Une leçon de confessions de foi

Le processus de pardon et de liberté peut se montrer troublé, lorsqu’un mensonge subsiste …

Un lourd mensonge pèse dans la famille de Jacob, mais la vie continue. Seul le chagrin du père empêche l’oubli. La famine qui oblige à aller chercher du blé en Égypte va rouvrir une plaie mal fermée.

Le comportement de Joseph, que ses frères rencontrent à cette occasion, ne relève pas de l’esprit de vengeance, mais du souci louable de retrouver avec ses frères une heureuse communion quand il se fera reconnaître. Pour cela, il leur fait vivre des circonstances qui leur rappellent le passé. D’abord la prison en tant qu’espions (Genèse 42. 17), puis le retour sans Siméon, dont il faut expliquer l’absence à Jacob (v. 24). Enfin Joseph exige, en cas de deuxième expédition, la présence du plus jeune, Benjamin. Nul doute que la peine de Jacob en sera ravivée, ce qui ne manquera pas de peser sur la conscience des coupables. Ces circonstances créent un choc salutaire: “Ils se dirent l’un à l’autre: Certainement nous sommes coupables à l’égard de notre frère” (v. 21). Enfin, l’argent retrouvé dans leur sac les trouble et les laisse débiteurs du maître de l’Égypte.

La famine qui se prolonge oblige à un deuxième convoi de ravitaillement qui pose le problème de Benjamin.

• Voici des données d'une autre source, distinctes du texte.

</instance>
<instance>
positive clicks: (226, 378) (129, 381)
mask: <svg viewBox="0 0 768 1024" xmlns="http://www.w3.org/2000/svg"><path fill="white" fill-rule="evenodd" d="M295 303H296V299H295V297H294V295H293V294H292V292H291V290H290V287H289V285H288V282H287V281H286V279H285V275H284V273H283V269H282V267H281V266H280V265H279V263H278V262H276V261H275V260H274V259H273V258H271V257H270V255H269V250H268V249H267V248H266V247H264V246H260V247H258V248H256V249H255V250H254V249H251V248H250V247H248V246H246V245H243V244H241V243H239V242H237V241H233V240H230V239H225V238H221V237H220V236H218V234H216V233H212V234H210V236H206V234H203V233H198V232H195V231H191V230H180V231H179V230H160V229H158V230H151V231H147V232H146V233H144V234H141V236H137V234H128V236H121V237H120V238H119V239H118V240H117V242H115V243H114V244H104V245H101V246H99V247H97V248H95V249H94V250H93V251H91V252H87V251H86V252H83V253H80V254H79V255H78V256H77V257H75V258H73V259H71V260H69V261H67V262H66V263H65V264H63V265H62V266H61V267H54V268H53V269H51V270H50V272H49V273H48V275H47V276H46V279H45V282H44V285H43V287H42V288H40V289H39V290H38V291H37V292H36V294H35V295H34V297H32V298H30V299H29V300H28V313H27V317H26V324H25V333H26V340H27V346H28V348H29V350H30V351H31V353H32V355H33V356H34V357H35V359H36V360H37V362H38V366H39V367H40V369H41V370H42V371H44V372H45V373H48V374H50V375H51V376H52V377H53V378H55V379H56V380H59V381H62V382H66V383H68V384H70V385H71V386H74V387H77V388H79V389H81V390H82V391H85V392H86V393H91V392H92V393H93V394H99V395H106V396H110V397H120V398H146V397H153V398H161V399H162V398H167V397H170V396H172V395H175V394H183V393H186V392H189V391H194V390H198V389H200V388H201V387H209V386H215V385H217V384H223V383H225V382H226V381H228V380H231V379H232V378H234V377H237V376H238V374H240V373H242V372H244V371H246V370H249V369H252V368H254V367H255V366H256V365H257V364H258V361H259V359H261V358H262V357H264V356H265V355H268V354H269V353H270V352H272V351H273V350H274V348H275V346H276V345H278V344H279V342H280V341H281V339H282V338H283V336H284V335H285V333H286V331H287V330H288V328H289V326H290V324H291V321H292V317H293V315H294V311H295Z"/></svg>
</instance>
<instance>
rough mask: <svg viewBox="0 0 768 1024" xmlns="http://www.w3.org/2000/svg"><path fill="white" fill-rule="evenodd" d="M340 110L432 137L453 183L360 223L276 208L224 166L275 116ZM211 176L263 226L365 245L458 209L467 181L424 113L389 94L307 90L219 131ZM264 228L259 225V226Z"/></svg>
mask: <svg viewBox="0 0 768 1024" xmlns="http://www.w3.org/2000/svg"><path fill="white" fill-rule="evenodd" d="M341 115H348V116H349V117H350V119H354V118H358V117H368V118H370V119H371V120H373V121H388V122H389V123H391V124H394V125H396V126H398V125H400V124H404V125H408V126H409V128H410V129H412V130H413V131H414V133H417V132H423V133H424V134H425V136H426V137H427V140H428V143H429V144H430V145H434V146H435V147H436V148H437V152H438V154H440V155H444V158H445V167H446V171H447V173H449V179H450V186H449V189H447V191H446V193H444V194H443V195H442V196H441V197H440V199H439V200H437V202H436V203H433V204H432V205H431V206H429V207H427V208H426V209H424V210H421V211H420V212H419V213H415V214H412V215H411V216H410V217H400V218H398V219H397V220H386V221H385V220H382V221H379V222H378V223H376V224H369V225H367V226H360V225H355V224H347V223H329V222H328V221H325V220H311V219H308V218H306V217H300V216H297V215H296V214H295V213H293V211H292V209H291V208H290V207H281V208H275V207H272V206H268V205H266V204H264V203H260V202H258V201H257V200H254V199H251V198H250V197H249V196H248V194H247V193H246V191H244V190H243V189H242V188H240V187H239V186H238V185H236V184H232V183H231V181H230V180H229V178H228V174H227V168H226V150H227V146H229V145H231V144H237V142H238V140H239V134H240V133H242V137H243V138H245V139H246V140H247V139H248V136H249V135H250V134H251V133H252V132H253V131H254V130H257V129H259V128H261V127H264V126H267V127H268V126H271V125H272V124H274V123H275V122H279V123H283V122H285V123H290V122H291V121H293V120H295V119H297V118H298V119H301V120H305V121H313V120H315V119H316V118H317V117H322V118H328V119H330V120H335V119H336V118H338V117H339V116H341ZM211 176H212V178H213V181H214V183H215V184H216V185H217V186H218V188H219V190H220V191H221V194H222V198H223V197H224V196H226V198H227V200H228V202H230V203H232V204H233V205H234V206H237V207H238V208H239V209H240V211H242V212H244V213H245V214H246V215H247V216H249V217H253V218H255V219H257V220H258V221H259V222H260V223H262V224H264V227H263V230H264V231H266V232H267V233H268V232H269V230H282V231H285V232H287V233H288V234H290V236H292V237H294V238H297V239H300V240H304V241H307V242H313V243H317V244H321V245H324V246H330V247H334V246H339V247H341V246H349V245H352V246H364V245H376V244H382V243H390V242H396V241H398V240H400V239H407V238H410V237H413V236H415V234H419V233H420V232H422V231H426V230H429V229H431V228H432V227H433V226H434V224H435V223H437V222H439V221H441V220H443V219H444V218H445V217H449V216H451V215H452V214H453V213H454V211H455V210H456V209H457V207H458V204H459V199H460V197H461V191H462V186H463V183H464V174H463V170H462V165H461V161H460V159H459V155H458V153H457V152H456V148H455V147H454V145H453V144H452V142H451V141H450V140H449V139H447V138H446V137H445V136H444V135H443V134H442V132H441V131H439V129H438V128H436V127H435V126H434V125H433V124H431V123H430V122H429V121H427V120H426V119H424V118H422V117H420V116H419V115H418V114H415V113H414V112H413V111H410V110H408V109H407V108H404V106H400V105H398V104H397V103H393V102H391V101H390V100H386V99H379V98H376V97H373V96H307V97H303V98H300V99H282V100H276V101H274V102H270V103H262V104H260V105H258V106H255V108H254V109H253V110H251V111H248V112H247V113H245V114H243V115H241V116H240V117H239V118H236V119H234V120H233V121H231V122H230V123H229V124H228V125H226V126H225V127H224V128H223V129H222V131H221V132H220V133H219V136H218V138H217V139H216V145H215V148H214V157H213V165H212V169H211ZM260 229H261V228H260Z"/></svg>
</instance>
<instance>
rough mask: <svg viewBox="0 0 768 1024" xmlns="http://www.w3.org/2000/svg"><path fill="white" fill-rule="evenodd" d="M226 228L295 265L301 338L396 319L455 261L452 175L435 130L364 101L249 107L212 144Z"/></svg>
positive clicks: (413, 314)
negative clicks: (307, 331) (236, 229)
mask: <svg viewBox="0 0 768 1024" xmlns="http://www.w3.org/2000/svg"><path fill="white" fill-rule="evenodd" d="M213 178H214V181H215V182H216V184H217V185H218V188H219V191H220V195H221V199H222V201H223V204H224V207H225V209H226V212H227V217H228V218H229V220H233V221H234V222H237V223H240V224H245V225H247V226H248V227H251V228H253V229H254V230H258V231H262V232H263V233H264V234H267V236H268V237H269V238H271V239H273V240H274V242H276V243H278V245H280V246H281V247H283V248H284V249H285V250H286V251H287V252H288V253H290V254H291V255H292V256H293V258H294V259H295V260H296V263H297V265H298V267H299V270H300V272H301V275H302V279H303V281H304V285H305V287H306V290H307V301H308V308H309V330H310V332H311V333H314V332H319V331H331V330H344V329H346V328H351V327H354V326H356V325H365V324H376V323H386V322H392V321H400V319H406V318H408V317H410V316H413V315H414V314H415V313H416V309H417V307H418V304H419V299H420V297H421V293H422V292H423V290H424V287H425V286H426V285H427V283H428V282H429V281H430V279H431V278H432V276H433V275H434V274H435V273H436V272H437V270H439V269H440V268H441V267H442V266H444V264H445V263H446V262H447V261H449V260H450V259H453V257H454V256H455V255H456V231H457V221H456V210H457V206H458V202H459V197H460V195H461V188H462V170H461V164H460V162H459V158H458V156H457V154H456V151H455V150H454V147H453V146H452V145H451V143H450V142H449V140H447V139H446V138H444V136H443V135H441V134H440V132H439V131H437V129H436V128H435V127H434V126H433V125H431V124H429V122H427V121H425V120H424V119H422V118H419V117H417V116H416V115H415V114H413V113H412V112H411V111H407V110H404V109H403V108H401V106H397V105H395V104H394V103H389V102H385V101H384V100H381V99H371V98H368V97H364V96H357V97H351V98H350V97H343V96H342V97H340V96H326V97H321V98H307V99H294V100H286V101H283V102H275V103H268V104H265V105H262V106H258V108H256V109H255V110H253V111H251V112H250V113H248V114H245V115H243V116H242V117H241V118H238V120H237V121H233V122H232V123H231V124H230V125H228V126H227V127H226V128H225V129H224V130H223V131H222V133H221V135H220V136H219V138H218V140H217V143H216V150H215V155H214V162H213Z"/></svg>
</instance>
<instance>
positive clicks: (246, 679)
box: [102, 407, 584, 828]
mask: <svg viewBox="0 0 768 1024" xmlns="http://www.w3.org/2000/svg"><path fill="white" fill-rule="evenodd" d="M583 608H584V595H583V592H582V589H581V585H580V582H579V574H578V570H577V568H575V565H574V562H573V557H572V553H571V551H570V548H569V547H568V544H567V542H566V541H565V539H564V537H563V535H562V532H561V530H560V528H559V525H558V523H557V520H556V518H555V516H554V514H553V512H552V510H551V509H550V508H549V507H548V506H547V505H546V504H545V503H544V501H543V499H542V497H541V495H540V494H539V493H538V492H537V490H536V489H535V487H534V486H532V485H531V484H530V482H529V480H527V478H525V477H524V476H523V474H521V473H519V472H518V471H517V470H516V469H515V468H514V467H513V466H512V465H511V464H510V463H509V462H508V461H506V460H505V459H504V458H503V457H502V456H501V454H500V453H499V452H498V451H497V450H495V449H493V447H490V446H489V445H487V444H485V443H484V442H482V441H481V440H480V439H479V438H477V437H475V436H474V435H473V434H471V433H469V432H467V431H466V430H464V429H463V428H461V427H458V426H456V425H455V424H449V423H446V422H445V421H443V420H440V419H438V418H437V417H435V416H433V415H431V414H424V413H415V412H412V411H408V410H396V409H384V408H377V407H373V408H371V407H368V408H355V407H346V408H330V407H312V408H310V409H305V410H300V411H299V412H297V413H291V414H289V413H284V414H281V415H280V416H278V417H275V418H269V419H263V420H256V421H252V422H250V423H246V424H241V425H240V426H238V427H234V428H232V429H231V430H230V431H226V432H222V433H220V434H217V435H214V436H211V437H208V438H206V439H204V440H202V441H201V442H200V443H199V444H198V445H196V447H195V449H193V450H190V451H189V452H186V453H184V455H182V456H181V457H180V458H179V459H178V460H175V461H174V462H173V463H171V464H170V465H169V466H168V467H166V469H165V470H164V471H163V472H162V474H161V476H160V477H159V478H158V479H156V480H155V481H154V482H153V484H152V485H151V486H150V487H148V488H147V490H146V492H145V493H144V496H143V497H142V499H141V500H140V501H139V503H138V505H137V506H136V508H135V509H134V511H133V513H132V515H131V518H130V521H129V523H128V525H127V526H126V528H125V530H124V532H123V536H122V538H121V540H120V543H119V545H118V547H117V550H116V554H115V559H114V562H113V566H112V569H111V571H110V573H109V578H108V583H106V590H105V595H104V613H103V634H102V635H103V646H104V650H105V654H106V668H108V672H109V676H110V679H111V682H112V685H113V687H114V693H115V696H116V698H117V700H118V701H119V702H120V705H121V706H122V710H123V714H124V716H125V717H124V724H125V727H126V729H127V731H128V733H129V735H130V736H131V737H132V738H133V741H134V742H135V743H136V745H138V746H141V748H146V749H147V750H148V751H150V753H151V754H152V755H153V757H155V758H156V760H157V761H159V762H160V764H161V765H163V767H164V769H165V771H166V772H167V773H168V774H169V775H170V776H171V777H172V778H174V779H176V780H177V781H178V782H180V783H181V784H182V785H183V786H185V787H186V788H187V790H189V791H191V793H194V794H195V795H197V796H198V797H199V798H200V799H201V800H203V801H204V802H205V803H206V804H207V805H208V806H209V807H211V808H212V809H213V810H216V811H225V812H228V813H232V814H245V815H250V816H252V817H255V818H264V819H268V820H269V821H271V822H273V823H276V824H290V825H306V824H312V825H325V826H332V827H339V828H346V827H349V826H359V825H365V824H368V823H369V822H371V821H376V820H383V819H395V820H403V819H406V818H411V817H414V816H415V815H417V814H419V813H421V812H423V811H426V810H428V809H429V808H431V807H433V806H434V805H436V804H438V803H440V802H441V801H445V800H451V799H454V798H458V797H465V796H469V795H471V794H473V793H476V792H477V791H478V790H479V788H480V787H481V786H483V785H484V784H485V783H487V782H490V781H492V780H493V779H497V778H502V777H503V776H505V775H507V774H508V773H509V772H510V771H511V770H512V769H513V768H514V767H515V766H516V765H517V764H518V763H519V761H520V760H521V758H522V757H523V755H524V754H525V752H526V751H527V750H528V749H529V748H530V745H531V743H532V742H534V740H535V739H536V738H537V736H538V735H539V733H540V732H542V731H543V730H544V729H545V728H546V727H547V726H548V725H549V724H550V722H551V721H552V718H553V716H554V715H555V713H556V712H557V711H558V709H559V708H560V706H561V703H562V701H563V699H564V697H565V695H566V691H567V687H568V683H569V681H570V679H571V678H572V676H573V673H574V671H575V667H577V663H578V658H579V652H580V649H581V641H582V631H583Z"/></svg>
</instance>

On imagine la détresse de Jacob qui, devant la pénurie, finit par accepter: “Prenez votre frère, et levez-vous, retournez vers l’homme; et le Dieu Tout-Puissant vous fasse trouver compassion devant l’homme…! Et moi, si je suis privé d’enfants, j’en serai privé” (Genèse 43. 13, 14).

Contre toute attente, les fils de Jacob sont bien reçus et sont invités par le maître de l’Égypte. Ils peuvent repartir sans difficultés avec Siméon. Mais, à peine sortis de la ville, ils sont rattrapés par l’intendant de Joseph et accusés d’avoir dérobé sa coupe. On la trouve dans le sac de Benjamin, qui est le seul juste parmi ses frères. Cet événement désastreux déclenche un réflexe salutaire de solidarité fraternelle: “Ils déchirèrent leurs vêtements… et ils retournèrent à la ville” (Genèse 44. 13).

Cette circonstance va contraindre les coupables à parler. C’est le début d’une lente confession. Revivre le passé fait partie de ce processus: “Je t’ai fait connaître mon péché, et je n’ai pas couvert mon iniquité; j’ai dit: Je confesserai mes transgressions à l’Éternel; et toi, tu as pardonné l’iniquité de mon péché” (Psaume 32. 5).